Une société qui ne sait plus faire cette distinction peut devenir prisonnière de ses peurs. Elle risque alors de répondre aux images plutôt qu’aux causes, de durcir les sanctions sans réduire les ruptures, et de renforcer la surveillance sans reconstruire la confiance.
L’enjeu est donc de retrouver un filtre critique.
Mais cet essai porte aussi une interrogation plus vaste. L’humanité est entrée dans une époque où ses moyens techniques dépassent sa maturité politique et culturelle. Les guerres du passé ont souvent été suivies de reconstructions. Mais avec l’arme nucléaire, les armes de destruction massive, les technologies autonomes et les risques planétaires, la logique ancienne destruction-reconstruction atteint sa limite.

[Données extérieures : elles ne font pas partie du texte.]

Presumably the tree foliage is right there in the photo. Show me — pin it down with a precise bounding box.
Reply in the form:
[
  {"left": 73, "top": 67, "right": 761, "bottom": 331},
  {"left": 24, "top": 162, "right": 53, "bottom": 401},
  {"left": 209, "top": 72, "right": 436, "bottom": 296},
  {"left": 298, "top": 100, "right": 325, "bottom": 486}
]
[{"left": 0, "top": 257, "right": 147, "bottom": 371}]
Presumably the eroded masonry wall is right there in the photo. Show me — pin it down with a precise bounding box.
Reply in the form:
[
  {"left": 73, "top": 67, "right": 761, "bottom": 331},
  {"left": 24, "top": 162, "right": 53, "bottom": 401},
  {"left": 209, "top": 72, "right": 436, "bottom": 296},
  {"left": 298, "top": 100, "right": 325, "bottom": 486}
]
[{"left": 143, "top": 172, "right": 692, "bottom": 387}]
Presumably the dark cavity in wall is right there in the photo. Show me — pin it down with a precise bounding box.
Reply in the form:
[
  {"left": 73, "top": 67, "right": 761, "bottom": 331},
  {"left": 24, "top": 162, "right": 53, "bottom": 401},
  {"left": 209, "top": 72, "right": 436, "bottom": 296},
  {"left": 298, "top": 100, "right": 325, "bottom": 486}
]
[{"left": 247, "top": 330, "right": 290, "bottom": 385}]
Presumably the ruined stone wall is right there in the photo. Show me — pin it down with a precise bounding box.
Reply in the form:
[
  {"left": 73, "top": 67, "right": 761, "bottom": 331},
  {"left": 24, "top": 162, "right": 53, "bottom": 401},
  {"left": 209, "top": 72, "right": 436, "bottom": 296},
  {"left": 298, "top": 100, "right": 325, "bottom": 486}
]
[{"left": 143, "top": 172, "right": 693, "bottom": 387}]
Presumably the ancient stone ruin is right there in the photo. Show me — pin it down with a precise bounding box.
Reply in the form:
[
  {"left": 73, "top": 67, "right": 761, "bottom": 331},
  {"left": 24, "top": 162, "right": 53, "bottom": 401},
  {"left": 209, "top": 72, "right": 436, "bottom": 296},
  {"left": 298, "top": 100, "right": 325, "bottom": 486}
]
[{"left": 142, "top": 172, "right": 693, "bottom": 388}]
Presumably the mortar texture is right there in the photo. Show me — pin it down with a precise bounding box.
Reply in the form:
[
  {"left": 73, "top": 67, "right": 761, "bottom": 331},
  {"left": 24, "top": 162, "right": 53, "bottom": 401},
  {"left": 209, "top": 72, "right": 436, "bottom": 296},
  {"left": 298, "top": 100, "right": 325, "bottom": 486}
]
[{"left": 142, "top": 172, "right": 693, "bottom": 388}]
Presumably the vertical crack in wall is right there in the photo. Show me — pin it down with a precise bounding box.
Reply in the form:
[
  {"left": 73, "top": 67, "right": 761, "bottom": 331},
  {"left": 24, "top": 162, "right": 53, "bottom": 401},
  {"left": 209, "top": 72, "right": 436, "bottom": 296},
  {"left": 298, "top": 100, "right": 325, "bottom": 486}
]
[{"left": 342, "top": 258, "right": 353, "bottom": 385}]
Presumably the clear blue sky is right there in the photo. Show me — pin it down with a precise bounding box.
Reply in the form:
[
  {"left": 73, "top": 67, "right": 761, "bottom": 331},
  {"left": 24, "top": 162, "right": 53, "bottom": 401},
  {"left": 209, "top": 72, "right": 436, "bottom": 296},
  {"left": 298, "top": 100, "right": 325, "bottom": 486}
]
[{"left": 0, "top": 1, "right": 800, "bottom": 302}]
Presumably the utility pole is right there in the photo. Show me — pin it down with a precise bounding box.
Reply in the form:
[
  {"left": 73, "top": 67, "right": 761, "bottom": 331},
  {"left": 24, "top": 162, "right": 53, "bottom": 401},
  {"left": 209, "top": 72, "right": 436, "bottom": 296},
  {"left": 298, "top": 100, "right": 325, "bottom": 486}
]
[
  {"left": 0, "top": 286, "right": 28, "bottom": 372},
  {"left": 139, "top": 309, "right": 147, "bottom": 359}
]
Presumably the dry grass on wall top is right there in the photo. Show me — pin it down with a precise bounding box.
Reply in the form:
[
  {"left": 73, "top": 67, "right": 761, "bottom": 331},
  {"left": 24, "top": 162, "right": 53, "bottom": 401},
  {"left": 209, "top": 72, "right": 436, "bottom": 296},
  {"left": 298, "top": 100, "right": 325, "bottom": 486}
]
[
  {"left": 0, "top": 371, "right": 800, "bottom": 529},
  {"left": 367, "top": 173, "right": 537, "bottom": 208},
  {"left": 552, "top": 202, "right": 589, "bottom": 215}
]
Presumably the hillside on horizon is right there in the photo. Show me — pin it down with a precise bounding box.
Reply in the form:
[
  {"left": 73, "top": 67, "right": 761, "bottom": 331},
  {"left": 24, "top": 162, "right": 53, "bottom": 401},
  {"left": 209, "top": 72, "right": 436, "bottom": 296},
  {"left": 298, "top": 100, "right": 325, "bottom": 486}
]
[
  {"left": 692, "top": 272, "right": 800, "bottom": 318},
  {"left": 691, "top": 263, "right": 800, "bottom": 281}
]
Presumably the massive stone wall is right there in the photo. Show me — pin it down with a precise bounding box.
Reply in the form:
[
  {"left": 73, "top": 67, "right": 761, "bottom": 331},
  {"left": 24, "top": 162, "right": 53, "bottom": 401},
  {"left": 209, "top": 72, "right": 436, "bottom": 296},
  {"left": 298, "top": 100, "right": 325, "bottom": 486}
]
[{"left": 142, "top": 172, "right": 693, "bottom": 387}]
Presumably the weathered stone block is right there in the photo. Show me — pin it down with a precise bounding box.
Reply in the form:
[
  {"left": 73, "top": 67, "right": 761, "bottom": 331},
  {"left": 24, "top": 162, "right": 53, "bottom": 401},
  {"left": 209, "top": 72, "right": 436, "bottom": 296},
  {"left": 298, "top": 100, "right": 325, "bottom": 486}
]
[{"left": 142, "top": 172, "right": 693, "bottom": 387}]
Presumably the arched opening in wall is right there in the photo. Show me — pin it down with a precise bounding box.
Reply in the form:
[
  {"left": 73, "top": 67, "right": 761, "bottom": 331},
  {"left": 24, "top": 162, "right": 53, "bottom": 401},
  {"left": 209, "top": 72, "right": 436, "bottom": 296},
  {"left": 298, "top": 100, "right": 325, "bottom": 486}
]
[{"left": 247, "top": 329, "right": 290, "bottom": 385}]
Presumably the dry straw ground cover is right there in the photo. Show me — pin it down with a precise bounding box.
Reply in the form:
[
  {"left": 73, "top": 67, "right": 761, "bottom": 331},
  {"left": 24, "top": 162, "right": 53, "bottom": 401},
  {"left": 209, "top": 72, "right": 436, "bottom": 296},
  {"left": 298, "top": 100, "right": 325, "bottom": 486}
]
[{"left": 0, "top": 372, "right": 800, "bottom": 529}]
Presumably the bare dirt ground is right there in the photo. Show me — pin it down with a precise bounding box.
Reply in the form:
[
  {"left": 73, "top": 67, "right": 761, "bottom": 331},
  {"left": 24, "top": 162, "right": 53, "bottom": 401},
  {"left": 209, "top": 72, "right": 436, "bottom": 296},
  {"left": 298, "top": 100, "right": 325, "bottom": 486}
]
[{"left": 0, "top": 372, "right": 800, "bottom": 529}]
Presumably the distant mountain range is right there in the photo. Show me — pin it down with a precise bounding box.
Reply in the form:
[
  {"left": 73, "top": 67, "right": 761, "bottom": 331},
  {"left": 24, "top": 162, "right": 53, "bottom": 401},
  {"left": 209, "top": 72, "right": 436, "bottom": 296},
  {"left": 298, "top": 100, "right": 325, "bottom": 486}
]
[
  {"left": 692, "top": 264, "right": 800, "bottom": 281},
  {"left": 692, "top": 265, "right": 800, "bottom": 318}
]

Une destruction générale ne laisserait peut-être plus personne pour reconstruire, sinon les scorpions.
Cet essai ouvre donc une proposition pour un futur plus paisible et plus collaborateur entre les peuples et les États du monde. Il ne s’agit plus seulement d’éviter une crise économique ou une crise politique. Il s’agit d’apprendre à orienter la puissance humaine vers la coopération plutôt que vers la destruction.
Le véritable progrès ne consiste pas seulement à devenir plus puissant.
Il consiste à devenir capable de ne pas utiliser cette puissance contre soi-même.